Attorney Pedro Ortiz Álvarez, who represents the plaintiffs, said that the lawsuit seeks to stop the retroactive implementation of charges and other changes affecting existing tax decrees and not prospective ones. He said that the new fee is just one of the many modifications made to acts 20 and 22, which he contended have been “almost totally changed.”

“This could result in a harmful precedent for investment on the Island”, Álvarez said in a statement. “It could also disrupt the investment climate in Puerto Rico when new entrepreneurs and investors perceive that doing business on the Island is not secure because of the constant changes to local government laws. This could provoke an investment retraction in Puerto Rico.”

The attorney said that under Act 60, existing beneficiaries of act 20 and 22 decrees fell under a grandfather clause excluding them from certain restrictions and effects of the new law, and were given until Dec. 31 to apply under the previous incentives laws.

Nevertheless, Section 89 of Act 40 is the “most categorical example” of the violation of existing tax decrees through retroactive changes, Álvarez said, noting that the measure increased what he said was the “administrative fee payable at the decree annual report submission” from $300 to $5,000.

“Its breakdown is a $300 administrative fee plus $4,700 to be designated to the Puerto Rican General Fund. This is clearly a new tax not considered before,” he said.

Álvarez stressed that “a decree is a contract and its impairment raises a serious constitutional question,” noting that approximately 2,600 decrees have been granted to investors under these tax incentives.
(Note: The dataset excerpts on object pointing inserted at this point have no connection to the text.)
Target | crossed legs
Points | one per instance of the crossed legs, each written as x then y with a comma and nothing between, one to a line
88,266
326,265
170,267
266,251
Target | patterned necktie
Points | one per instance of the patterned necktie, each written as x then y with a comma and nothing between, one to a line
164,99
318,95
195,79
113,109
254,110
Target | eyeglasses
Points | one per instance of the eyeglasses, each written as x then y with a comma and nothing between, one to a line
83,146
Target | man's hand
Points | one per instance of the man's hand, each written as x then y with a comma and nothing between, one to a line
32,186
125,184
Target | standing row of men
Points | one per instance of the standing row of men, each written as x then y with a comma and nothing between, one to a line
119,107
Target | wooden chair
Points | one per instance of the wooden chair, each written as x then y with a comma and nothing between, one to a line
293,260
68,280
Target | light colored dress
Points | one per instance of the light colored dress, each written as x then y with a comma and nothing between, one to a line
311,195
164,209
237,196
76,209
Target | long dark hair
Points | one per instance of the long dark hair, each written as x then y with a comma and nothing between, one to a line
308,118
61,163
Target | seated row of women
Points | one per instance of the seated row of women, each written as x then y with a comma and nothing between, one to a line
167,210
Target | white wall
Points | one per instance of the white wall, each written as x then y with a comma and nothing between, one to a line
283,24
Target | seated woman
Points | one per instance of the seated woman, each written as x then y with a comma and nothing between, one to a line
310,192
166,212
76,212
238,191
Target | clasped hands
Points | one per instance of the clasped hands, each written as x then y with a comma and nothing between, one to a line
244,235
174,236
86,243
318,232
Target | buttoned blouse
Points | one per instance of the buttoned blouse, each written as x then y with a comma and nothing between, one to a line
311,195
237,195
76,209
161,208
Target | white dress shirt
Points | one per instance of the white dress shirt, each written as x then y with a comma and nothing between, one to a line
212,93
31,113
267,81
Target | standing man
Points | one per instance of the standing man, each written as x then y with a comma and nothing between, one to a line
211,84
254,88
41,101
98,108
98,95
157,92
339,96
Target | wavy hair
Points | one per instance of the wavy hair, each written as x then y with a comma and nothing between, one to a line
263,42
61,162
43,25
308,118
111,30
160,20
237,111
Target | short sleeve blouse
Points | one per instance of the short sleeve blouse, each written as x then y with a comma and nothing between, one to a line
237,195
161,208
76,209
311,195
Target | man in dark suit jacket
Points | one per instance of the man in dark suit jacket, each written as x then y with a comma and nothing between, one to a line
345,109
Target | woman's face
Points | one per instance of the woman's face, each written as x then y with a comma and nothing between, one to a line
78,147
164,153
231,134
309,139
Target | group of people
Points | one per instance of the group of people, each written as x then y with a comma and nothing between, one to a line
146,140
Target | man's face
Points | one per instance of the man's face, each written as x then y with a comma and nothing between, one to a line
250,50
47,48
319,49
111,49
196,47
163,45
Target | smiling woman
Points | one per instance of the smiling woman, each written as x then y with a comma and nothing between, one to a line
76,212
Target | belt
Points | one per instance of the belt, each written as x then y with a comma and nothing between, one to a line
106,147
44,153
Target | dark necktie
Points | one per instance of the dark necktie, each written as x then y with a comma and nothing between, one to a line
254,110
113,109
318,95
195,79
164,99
 “The Society and its members have no problem with prospective changes to the law applied only to new applicants,” he said. “New investors will know beforehand the amount that they must pay. While such a massive increase may be poor policy, that is not what is being challenged in the lawsuit.”

A study prepared by San Juan-based consulting firm Estudios Técnicos and published by the Puerto Rico Economic Development & Commerce (DDEC by its Spanish acronym), indicates that between the years 2015 and 2019 the incentive programs under acts 20 and 22 resulted in important benefits for the Puerto Rican economy, the 20/22 Act Society press release said. The study said that the tax incentives had led to the creation of 36,200 direct, indirect or induced jobs.